Johnson was able to attract research funding from white philanthropic organizations such as the General Education Board, Phelps-Stokes Fund, Rosenwald Fund, and the Rockefeller Foundation, which allowed him to study the social condition of Black communities suffering under Jim Crow. By the 1920s, Johnson emerged as the nation’s foremost scholar in the field of Black Sociology.
Surviving and being a witness to the race riots during the Red Summer of 1919, Johnson investigated the causes of the riots and produced an assessment for the Chicago Commission on Race Relations. His research ultimately became The Negro in Chicago, the first of numerous published 20th century studies of the causes urban riots and their consequences. This highly acclaimed study led to Dr. Johnson being appointed director of research for the National Urban League in 1921. In 1923, Johnson founded its professional magazine, Opportunity, and became its first editor. Opportunity published a wide variety of social science research and popular essays which revealed the impact Jim Crow on African American communities.

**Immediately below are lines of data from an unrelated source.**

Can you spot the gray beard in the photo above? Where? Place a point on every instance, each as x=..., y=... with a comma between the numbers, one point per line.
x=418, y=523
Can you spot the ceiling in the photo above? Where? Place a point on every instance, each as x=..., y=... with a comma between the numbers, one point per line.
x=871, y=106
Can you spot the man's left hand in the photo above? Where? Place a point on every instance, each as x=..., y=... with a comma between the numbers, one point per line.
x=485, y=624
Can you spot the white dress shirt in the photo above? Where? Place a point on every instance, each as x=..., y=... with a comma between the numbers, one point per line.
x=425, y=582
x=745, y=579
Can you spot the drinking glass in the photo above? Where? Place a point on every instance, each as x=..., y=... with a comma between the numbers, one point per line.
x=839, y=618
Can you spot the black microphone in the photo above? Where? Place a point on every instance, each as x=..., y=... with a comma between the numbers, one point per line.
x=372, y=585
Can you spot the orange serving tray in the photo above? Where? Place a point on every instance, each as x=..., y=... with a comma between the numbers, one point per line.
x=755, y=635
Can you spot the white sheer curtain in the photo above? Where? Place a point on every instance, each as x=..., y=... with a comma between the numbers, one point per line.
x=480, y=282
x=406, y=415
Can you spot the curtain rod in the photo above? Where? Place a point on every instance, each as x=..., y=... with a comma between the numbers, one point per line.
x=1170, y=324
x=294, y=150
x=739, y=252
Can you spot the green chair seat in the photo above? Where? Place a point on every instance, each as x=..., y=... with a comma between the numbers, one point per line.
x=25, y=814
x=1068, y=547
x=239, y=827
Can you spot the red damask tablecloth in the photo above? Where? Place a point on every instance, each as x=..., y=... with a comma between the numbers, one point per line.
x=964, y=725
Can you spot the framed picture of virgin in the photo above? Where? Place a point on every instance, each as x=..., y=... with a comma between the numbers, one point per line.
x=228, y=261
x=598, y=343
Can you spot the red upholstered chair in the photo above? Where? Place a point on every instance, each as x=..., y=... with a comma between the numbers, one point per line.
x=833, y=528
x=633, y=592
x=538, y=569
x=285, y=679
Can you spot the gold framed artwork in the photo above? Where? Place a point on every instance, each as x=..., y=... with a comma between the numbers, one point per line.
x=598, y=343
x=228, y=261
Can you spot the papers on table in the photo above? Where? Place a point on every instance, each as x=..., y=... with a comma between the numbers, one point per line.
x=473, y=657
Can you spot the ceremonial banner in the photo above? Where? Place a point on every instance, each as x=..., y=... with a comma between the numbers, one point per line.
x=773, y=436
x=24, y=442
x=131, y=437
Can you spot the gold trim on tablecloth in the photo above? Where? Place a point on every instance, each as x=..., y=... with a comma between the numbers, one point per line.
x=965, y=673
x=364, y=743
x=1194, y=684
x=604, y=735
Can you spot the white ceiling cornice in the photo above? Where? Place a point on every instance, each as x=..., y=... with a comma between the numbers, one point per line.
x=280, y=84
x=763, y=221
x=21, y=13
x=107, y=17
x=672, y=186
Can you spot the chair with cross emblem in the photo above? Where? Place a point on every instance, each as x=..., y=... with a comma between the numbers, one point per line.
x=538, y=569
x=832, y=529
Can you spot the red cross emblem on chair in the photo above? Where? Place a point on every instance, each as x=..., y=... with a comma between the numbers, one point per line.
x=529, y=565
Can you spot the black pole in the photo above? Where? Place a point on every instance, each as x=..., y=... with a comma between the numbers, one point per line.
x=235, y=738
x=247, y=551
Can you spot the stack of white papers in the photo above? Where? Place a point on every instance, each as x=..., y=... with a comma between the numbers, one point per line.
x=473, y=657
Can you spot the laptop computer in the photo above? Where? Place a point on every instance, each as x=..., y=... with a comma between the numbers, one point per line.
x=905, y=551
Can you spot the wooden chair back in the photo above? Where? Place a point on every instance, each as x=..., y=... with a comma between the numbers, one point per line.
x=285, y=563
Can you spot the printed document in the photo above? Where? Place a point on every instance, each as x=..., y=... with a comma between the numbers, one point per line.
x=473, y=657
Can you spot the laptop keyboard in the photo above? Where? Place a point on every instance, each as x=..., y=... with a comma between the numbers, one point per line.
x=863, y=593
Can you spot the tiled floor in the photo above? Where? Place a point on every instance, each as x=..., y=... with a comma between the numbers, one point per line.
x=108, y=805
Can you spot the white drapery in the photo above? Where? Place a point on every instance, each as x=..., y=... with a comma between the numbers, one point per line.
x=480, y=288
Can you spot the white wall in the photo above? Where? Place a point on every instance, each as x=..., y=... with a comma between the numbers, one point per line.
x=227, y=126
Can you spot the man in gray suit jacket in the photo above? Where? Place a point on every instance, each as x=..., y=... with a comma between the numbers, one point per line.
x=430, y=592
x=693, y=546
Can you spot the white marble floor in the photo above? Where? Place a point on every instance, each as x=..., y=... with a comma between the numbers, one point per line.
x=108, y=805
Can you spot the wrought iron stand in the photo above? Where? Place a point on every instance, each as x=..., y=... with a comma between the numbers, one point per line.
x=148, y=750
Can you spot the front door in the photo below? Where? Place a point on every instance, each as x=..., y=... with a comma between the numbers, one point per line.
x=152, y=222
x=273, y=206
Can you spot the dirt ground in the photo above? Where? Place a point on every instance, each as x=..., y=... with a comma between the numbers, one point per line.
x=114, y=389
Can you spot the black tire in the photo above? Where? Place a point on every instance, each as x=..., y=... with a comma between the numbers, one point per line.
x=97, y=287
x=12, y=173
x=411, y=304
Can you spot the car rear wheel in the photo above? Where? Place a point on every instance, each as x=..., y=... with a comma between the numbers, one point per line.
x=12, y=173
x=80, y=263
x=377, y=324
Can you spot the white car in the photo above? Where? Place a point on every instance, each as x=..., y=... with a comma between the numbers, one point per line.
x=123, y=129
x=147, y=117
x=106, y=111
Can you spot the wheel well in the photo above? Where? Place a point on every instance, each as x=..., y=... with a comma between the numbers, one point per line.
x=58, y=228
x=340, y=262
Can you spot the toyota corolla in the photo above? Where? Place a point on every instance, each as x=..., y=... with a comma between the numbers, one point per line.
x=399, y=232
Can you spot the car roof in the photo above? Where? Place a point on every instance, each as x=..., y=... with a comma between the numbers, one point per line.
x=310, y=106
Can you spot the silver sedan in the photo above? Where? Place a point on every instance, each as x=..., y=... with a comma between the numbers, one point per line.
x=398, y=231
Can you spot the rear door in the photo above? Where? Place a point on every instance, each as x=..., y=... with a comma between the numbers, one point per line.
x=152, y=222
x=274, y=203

In 1928, Dr. Johnson moved to Fisk University to continue his research and to become the first chairman of its newly established Department of Social Sciences. He viewed the move to a black institution as strengthening his scholarly work by enabling him to acquire more white philanthropic research funding. Upon receiving the funding he expected, Johnson established the Fisk Institute of Race Relations, the first “think tank” at a predominantly black institution. He also continued to publish sociological studies, including Shadow of the Plantation (1934) and Growing up in the Black Belt (1940). In 1946, in recognition of his scholarly efforts, the board of trustees appointed him the first black president of Fisk University. He served in this capacity until his death.
Dr. Johnson was a member of Alpha Phi Alpha and Sigma Pi Phi fraternities. He died of a heart attack in Louisville, Kentucky on October 27, 1956. He was 63 years old.